When living in Germany, there is a period of quiet time designated throughout the day to ensure that you don’t make a ruckus. Different regions may have varying times; some regions’ quiet time is from 8 pm until 7 am, some from 10 pm until 7 am. But this rule applies all day every day, including Sundays and holidays. Please note that this is an actual legal rule, and it is considered breaking the law if you are noisy during that specific period. As reported by the Bavarian News, “Article 139 of the German constitution states ‘Sunday and holidays recognized by the state shall remain protected by law as days of rest from work and of spiritual improvement,”
Besides observing quiet hours, Germans take their Sundays very seriously. Most stores are closed, including retail and grocery stores. There is absolutely no work on Sundays, and that includes mowing your lawn. German tea time is usually 2-3 pm so you must go there in advance to book before the cafes become too crowded. Like its name, Germans drink more tea than coffee during their afternoons. Cups of tea are usually enjoyed with a dollop of whipping cream and a sprinkle of sugar, resulting in a creamy drink. Cakes also frequently appear during Sundays, ranging from classic coffee cakes or black forest cakes. Please note that German chocolate cake is not authentic - that cake is actually from America.
Recycling is taken very seriously in Germany, and education starts from home. Each German home has three different types of bins at home - brown (food waste), green (paper), black (trash). Glass is even recycled into either green, brown or clear glass bins. Keeping in mind the “quiet hours’ rules, however, please be mindful not to start recycling your Glass during these times as it can create quite a stir.

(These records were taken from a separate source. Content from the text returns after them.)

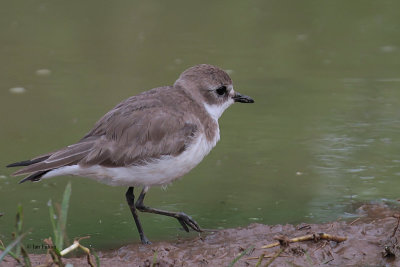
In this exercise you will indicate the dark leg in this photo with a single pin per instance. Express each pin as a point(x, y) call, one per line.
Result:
point(130, 198)
point(183, 219)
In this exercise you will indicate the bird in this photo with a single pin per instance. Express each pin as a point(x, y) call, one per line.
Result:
point(150, 139)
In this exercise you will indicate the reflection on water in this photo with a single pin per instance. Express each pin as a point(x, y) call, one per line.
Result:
point(322, 136)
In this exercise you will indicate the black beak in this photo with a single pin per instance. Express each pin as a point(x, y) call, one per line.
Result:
point(242, 98)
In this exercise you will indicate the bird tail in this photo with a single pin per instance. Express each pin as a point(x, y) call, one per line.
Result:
point(34, 176)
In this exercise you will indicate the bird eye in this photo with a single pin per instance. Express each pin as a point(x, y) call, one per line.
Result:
point(221, 90)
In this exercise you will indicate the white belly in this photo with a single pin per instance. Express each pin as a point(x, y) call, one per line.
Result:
point(159, 172)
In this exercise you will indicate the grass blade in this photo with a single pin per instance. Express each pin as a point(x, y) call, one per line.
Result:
point(11, 246)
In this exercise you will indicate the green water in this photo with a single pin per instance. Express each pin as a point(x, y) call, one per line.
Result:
point(323, 135)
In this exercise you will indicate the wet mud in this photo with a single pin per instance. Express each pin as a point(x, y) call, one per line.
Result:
point(371, 241)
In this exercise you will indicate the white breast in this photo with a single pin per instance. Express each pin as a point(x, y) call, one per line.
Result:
point(158, 172)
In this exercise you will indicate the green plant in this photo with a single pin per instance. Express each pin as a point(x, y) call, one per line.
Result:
point(17, 243)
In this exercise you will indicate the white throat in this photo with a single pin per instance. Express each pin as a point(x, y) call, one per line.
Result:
point(216, 111)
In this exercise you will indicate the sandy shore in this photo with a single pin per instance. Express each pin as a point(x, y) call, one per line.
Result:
point(371, 241)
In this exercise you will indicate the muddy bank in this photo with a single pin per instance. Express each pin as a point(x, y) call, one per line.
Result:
point(367, 238)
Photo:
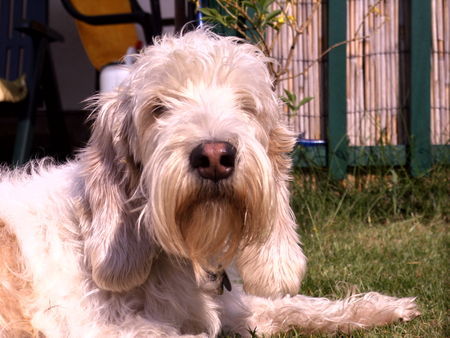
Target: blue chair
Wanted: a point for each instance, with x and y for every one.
(24, 49)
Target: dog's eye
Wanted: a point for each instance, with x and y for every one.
(158, 110)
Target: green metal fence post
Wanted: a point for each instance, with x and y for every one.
(419, 103)
(336, 95)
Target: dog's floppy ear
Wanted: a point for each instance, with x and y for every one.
(117, 249)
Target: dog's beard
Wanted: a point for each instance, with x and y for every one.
(205, 221)
(212, 229)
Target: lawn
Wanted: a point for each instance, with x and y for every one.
(379, 231)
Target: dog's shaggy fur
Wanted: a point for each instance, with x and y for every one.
(185, 175)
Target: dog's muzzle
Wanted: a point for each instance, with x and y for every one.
(213, 160)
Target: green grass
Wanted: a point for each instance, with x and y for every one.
(379, 231)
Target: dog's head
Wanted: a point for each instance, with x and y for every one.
(188, 156)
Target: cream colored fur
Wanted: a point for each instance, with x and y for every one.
(123, 240)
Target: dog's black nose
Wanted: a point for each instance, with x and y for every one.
(213, 160)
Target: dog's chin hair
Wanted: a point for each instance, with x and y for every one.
(208, 220)
(211, 230)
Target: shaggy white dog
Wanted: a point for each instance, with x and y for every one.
(185, 175)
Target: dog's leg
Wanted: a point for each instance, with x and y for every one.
(276, 267)
(309, 314)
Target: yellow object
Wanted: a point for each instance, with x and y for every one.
(106, 43)
(13, 91)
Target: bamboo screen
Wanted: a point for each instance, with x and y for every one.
(377, 70)
(304, 77)
(440, 72)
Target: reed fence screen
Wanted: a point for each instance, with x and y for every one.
(378, 72)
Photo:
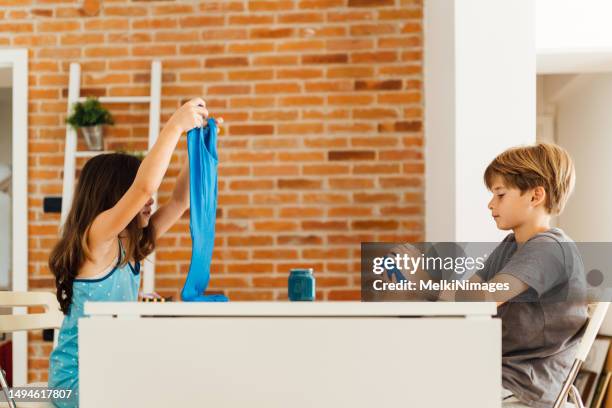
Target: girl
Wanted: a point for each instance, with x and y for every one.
(109, 230)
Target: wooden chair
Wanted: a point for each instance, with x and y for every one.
(51, 319)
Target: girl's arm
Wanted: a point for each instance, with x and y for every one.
(169, 213)
(108, 224)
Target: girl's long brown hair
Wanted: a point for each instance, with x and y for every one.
(103, 181)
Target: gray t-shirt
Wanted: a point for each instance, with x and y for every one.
(542, 326)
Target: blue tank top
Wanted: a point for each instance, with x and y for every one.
(119, 285)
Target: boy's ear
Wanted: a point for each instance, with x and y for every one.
(538, 196)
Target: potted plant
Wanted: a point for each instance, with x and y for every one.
(89, 117)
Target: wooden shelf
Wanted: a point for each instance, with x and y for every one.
(120, 99)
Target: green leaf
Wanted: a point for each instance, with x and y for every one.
(89, 113)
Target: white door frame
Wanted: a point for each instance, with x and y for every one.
(18, 60)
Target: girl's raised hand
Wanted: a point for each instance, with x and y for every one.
(191, 114)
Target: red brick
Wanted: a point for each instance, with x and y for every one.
(351, 155)
(371, 3)
(226, 62)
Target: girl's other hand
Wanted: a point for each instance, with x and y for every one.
(191, 114)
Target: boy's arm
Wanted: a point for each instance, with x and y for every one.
(516, 287)
(169, 213)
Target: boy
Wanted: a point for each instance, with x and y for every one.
(544, 312)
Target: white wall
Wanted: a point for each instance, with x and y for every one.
(480, 95)
(6, 137)
(573, 24)
(584, 128)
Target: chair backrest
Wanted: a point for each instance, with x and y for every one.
(595, 321)
(593, 325)
(51, 318)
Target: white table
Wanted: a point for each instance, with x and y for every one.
(282, 354)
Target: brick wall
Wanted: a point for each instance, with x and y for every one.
(322, 146)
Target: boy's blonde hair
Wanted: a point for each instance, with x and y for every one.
(527, 167)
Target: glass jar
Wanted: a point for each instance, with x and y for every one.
(301, 285)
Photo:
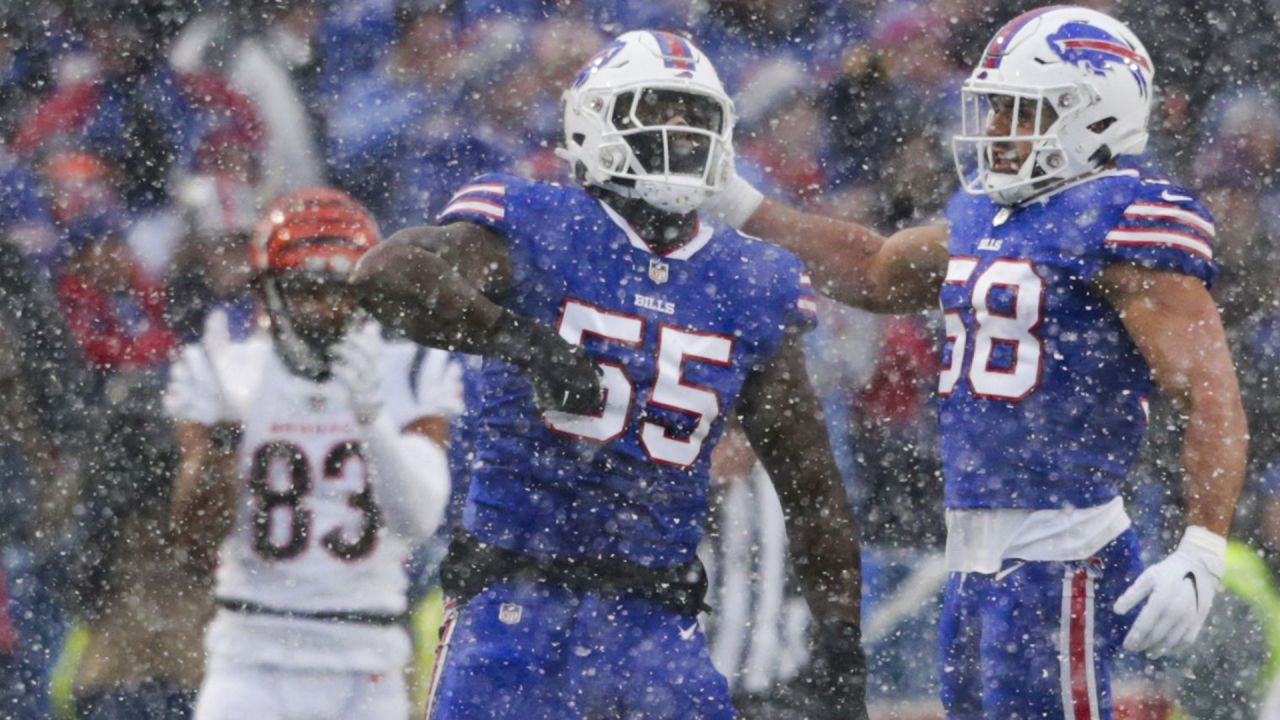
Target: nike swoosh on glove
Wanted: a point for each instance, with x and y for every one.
(1179, 592)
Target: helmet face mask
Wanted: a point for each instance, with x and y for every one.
(1009, 146)
(1086, 82)
(648, 118)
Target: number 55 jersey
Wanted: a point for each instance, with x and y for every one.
(675, 337)
(310, 575)
(1042, 391)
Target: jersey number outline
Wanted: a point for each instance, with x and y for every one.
(1016, 331)
(671, 391)
(270, 501)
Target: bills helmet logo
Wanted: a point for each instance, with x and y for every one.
(1098, 51)
(598, 62)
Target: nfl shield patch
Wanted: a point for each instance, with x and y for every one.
(659, 272)
(510, 613)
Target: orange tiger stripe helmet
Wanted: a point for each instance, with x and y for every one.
(319, 231)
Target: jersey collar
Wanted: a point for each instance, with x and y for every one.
(702, 236)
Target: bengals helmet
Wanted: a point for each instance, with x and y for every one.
(304, 249)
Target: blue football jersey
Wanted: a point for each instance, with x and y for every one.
(1042, 391)
(675, 337)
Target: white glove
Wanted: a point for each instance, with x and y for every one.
(735, 203)
(196, 390)
(1179, 592)
(359, 369)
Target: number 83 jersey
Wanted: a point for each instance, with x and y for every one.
(307, 534)
(675, 337)
(1042, 391)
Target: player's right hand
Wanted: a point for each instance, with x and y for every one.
(563, 376)
(833, 684)
(1179, 592)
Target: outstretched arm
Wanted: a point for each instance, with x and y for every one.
(782, 419)
(439, 286)
(849, 261)
(855, 264)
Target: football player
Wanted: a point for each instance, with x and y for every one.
(618, 332)
(311, 459)
(1068, 282)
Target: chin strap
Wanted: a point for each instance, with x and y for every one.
(301, 356)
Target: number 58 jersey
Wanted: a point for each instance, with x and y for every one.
(1042, 391)
(307, 534)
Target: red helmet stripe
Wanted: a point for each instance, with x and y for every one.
(995, 50)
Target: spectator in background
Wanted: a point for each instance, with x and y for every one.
(144, 604)
(114, 310)
(406, 113)
(132, 109)
(211, 269)
(266, 51)
(44, 432)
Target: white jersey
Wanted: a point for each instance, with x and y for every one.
(307, 534)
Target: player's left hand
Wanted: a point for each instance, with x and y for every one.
(359, 369)
(833, 684)
(1179, 592)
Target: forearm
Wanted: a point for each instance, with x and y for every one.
(837, 254)
(412, 478)
(417, 291)
(204, 499)
(1215, 449)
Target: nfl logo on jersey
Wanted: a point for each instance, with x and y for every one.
(658, 270)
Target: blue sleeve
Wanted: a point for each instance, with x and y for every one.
(801, 302)
(511, 206)
(1165, 231)
(488, 200)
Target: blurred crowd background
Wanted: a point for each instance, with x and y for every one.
(140, 139)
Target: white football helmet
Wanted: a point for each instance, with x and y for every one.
(648, 118)
(1087, 68)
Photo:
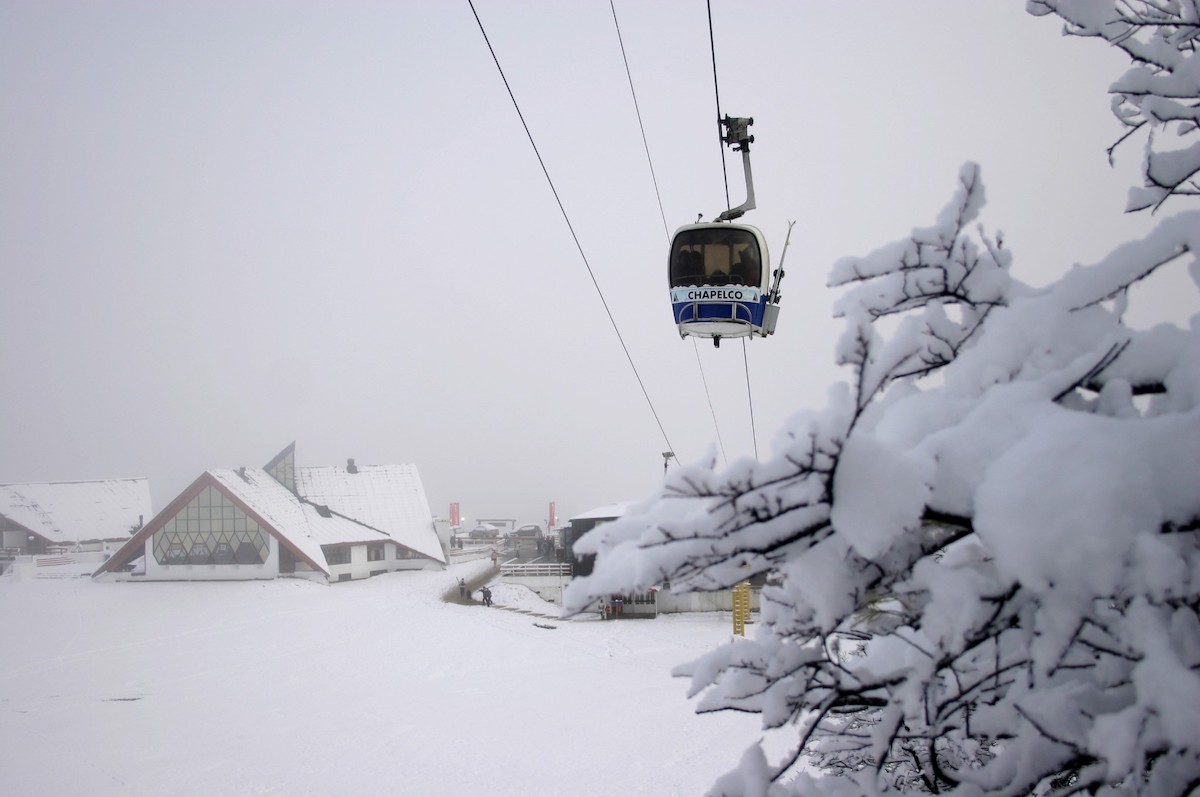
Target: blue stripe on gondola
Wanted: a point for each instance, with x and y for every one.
(687, 312)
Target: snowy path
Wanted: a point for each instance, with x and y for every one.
(376, 687)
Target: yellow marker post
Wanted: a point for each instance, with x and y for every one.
(741, 607)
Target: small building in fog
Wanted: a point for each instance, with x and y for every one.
(325, 523)
(48, 517)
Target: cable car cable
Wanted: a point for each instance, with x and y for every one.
(721, 141)
(754, 430)
(569, 226)
(720, 442)
(646, 144)
(666, 231)
(717, 90)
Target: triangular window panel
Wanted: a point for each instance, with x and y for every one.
(210, 529)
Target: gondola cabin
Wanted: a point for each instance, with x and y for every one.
(720, 277)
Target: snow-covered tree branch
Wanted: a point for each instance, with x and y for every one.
(1157, 96)
(982, 557)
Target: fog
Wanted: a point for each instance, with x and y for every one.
(229, 226)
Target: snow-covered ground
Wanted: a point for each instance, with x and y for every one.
(367, 688)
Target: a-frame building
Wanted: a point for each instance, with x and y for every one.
(327, 523)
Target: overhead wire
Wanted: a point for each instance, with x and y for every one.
(658, 193)
(717, 93)
(569, 226)
(637, 109)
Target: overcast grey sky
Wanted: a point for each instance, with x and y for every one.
(228, 226)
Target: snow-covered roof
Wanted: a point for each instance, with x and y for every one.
(607, 511)
(388, 498)
(379, 507)
(75, 511)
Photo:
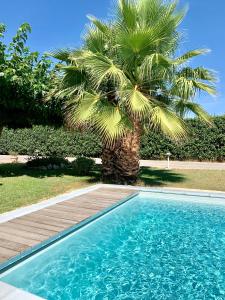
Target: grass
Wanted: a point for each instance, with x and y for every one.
(20, 186)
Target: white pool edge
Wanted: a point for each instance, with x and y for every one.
(9, 292)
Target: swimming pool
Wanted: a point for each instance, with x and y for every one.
(153, 246)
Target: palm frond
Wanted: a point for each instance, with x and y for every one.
(103, 68)
(190, 54)
(100, 25)
(168, 122)
(184, 107)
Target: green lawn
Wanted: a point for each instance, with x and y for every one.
(20, 186)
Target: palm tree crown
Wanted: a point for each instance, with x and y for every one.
(127, 71)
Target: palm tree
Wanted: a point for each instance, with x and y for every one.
(126, 78)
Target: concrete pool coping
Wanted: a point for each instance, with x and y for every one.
(9, 292)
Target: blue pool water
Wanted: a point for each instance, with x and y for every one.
(147, 248)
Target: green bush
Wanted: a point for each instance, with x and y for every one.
(48, 162)
(83, 166)
(49, 141)
(204, 143)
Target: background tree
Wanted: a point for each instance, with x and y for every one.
(25, 78)
(126, 78)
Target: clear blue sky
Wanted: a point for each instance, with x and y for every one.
(58, 24)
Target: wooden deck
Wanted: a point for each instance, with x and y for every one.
(29, 230)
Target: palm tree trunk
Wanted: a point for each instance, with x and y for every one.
(121, 161)
(108, 158)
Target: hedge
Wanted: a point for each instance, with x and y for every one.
(203, 144)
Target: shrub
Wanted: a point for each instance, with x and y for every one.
(83, 166)
(204, 143)
(47, 162)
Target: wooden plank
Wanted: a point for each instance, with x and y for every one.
(49, 220)
(33, 225)
(22, 233)
(58, 214)
(42, 231)
(12, 245)
(73, 207)
(29, 230)
(8, 252)
(19, 239)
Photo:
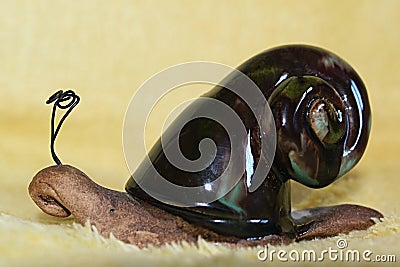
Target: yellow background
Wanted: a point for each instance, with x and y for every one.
(106, 49)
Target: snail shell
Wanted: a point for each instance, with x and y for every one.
(322, 117)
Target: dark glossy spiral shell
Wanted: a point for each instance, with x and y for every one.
(322, 119)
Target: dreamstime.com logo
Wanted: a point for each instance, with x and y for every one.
(338, 254)
(194, 73)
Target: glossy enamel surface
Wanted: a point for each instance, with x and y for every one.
(322, 119)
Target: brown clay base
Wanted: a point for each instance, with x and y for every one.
(63, 190)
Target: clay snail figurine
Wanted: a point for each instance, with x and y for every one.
(322, 118)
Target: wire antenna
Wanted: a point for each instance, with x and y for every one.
(63, 100)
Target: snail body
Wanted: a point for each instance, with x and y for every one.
(320, 109)
(322, 115)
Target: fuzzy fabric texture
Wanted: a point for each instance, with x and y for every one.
(106, 50)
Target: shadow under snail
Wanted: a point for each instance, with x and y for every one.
(322, 118)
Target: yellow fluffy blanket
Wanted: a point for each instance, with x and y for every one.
(105, 50)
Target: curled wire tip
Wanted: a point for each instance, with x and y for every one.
(62, 100)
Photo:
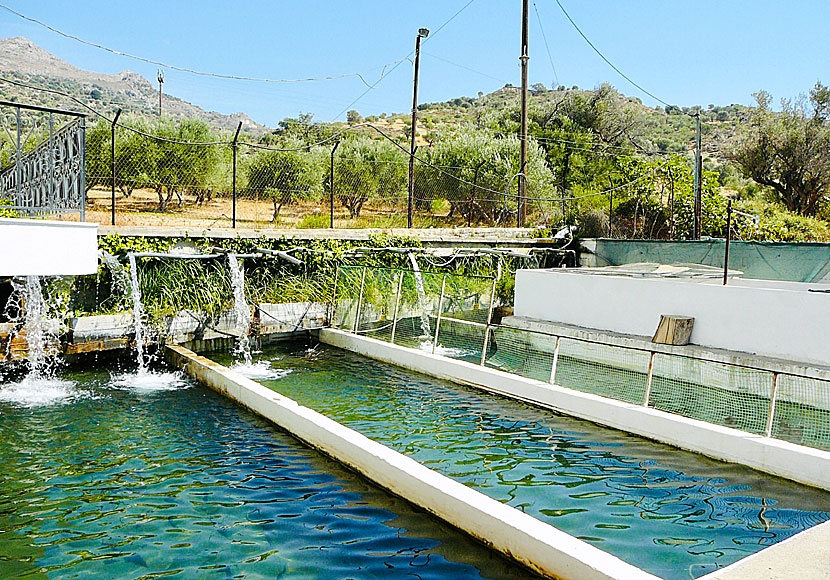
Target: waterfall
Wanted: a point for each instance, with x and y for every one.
(121, 281)
(138, 315)
(41, 331)
(241, 310)
(422, 296)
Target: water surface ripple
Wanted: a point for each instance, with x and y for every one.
(675, 514)
(176, 482)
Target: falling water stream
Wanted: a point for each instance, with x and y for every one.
(422, 296)
(241, 310)
(138, 315)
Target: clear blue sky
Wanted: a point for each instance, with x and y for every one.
(685, 53)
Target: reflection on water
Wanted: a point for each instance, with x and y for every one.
(675, 514)
(148, 476)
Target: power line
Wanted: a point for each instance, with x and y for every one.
(398, 63)
(545, 38)
(602, 56)
(189, 70)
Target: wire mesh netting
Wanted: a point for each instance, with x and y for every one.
(802, 411)
(522, 353)
(602, 369)
(717, 393)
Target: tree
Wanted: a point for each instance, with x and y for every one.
(283, 177)
(789, 151)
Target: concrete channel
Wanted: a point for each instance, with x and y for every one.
(521, 537)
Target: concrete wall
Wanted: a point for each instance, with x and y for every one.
(802, 464)
(519, 536)
(788, 323)
(47, 248)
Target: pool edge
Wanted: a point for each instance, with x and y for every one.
(521, 537)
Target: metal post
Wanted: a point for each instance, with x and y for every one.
(331, 184)
(647, 395)
(422, 33)
(522, 214)
(555, 362)
(359, 300)
(489, 322)
(728, 239)
(334, 294)
(112, 160)
(397, 305)
(440, 308)
(234, 147)
(771, 414)
(698, 182)
(51, 204)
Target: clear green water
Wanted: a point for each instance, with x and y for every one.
(675, 514)
(161, 478)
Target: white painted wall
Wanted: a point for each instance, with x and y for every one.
(47, 248)
(517, 535)
(795, 462)
(774, 319)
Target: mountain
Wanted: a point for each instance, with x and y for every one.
(23, 61)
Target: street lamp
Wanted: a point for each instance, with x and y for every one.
(422, 33)
(161, 82)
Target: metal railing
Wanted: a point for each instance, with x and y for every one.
(777, 403)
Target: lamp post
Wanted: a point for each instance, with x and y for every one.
(161, 82)
(422, 33)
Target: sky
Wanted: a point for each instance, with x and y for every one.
(683, 53)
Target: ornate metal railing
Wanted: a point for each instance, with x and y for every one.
(42, 160)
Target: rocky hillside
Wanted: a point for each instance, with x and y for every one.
(23, 61)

Besides recycling at home, you can also return your plastic bottles to the grocery store and get your deposit refunded to you. Each grocery store is equipped with this machine that accepts back the bottles in exchange for a receipt, in which you can either cash out at the cashier or receive a grocery shopping discount. It is 25 cents per plastic bottle and 5 cents per glass bottle.
Although the official staple food in Germany, much like other countries, is potatoes, German bread has been recognized for its sheer versatility. Forget plain white bread; they have over 50 different kinds of bread ranging from grain, rye, and even pumpernickel. German bread is enjoyed at every meal, from breakfast, lunch, dinner, or even supper. The term “brotchen” is derived from the German word for bread “brot,” You can often hear this phrase at bakeries where people are ordering their weekly buns.
The Germans can eat plain bread rolls with just butter or margarine or go the savory or sweet route (cheese, honey, jam, Nutella, meat, fish, or fruit jam). You can even put a sausage in a bread roll that has been halved to create a mini kind of hotdog.
Although it is not the norm for us to eat cold dishes after a long day at work, it is considered convenient, efficient, and delicious for Germans. Imagine a giant wooden board on the table filled with a selection of German slices of bread, various fresh cheeses, smoked salmon, and thinly sliced meats (including sausages, ham, smoked bacon). Of course, anything paired with bread is good, especially German bread!
There are certain norms wherever you might live in the world. It might be good to read up on these cultural practices to assimilate better if you ever choose to live in that particular country!